Editor’s Note: I urge readers unfamiliar with the Perclose Proglide® device to pay special attention to the instructions for use and to follow them carefully. The device is relatively simple to use but it is a complex piece of equipment and so it is also easy to misuse it with dire consequences. I suggest that one at least read the section on “Troubleshooting,” since preventing some of these problems can be lifesaving.
The key to successful percutaneous closure is selecting the appropriate site of entry into the common femoral artery (CFA). Using ultrasound (in transverse and longitudinal planes) and fluoroscopy, I gain access at a noncalcified spot 1 cm above the bifurcation of the CFA (Fig. 1). This is immediately confirmed with an oblique angiogram while pulling the 5F sheath to the ipsilateral side (Fig. 2). This small last maneuver allows me to see exactly where the puncture was and confirms that I will be able to use a closure device.

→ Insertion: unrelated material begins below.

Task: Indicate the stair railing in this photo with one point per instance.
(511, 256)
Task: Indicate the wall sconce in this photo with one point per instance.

If using a sheath larger than 12F, I would dilate the track and cut any skin bridges within the puncture site using 11 blade. Doing this maneuver at the end of the procedure could result in inadvertently cutting the sutures. The Proglide device is then inserted and the sutures deployed as per the instructions for use.
At the end of the case, the sheath is pulled over a nonstiff wire while pulling on the nonrail (blue end) wire in a coaxial fashion. I can’t stress enough the need to be calm and not to pull too hard on the suture. This can result in the suture breaking or being pulled out of the artery. The knot pusher is then used on each suture sequentially. At this point, I tug on the wire to make sure it is “snug” within the arteriotomy. This signifies adequate closure but I also check briefly to ensure that there is no significant bleeding. Then I can go ahead and remove the wire and slide the knot pusher again.
The final step is to advance the knot pusher over the two sutures and cut the suture just under the skin. There is no need to slide the knot pusher all the way down to cut the suture as this may inadvertently cut the knot. Steristrips and Band-Aid are applied and I reverse the heparin after confirming the status of distal pulses
Dr. Mussa is an assistant professor of surgery at New York University School of Medicine and Langone Medical Center.